Part 1 - Too Small to Sue, Too Small to License, Ingested all the Same
Part 2 - The Answer Without the Author
Part 3 - The Machinery of "No"
This is the first post in a series we're writing about original content in the age of AI, and it makes sense to begin with the shape of the problem as it currently stands.
When people talk about the AI copyright fight, the disputes that reach the news tend to involve organisations large enough to do one of two things: large enough to sue, or large enough to sign. The New York Times, Disney and Getty have chosen to litigate. Others have chosen to license: News Corp signed a deal with OpenAI reported at up to $250M over five years, and Reddit now licenses its corpus to Google for a reported $60M a year. What this tells us, more than anything, is that content does in fact have a price. At least, it does for those with the scale to negotiate one.
Too small to sue, too small to license
Below that line, though, sits almost everyone who actually produces original work: independent publishers, individual academics, NGOs, cultural archives. For the most part they are too small to sue and too small to license their work individually. And yet their content is ingested all the same.

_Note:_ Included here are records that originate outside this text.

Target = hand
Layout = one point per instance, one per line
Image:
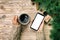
(41, 26)
(14, 21)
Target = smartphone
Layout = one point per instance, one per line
(37, 21)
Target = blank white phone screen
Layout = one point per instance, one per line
(36, 23)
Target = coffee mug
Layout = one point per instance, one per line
(24, 19)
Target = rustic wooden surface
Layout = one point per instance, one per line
(8, 31)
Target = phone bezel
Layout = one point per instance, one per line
(34, 19)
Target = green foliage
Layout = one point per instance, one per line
(53, 9)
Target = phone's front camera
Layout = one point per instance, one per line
(24, 19)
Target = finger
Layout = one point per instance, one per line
(41, 26)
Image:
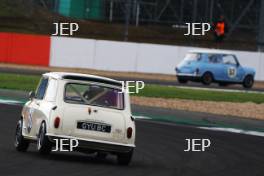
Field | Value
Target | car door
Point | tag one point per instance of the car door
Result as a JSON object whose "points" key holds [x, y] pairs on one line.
{"points": [[37, 102], [216, 66], [232, 69], [80, 118]]}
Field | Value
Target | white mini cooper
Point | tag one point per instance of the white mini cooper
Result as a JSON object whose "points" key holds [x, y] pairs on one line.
{"points": [[87, 108]]}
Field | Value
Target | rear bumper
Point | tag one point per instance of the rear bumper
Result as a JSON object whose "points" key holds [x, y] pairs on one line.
{"points": [[190, 77], [95, 145]]}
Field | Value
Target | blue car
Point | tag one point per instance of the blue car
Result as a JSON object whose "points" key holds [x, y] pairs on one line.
{"points": [[208, 66]]}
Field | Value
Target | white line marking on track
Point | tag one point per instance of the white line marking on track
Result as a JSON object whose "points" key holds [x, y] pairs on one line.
{"points": [[141, 117], [219, 90], [10, 102], [234, 130]]}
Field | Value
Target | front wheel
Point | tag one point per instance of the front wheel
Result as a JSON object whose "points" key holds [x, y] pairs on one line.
{"points": [[248, 82], [44, 146], [207, 78], [124, 158], [182, 80], [21, 144]]}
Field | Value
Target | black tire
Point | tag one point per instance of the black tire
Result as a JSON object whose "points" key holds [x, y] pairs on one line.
{"points": [[207, 78], [124, 158], [248, 82], [101, 155], [182, 80], [21, 144], [44, 146], [223, 84]]}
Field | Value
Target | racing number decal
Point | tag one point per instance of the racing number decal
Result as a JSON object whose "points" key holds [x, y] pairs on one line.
{"points": [[29, 125], [231, 72]]}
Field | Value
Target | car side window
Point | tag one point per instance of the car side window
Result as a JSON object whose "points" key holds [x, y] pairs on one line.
{"points": [[229, 59], [213, 58], [42, 88]]}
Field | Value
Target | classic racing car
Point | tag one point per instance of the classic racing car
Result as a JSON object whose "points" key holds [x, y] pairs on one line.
{"points": [[209, 66], [90, 109]]}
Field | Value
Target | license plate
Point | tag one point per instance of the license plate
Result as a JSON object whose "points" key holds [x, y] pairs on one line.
{"points": [[94, 127]]}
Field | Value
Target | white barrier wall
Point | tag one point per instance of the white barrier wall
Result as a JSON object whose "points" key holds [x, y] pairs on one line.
{"points": [[116, 56], [131, 57], [72, 52]]}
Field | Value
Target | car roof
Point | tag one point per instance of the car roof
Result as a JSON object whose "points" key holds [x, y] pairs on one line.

The grievance isn't only about money
It would be a mistake, though, to assume the grievance here is only about money. When Taylor & Francis licensed academic content to Microsoft for a reported $10M (and Wiley booked more than $40M from its own AI licensing arrangements), the authors whose work was involved were neither consulted nor compensated, and had no way to opt out. The backlash from researchers that followed was less about the cheque than about the consent: about being used without permission, mis-cited, or stripped of the context that gave the work its meaning in the first place.
Credibility is the asset
And that distinction matters, because for researchers, NGOs and archives, credibility is the asset. The most acute risk of the AI era, for them, isn't lost advertising revenue. It's invisibility and mis-attribution: the quiet substitution of an AI answer for the visit to the source. A paraphrase with no name attached doesn't simply lose a click; it makes an entire body of work disappear in plain sight.
Machinery is emerging for the long tail
There is, encouragingly, some machinery beginning to emerge for what we might call the long tail: collective licensing initiatives such as the RSL Collective, TollBit and ProRata, alongside machine-readable rights signals that now carry genuine legal weight under the EU's opt-out regime. It is all still early, and none of it is yet proven at the scale where it reliably pays anyone, but the direction of travel is at least becoming clear.
First in a series
This is the first in a series of posts on attribution, consent and the economics of original content in the age of AI: what is actually settled, what isn't, and what small, mission-driven publishers can practically do about any of it.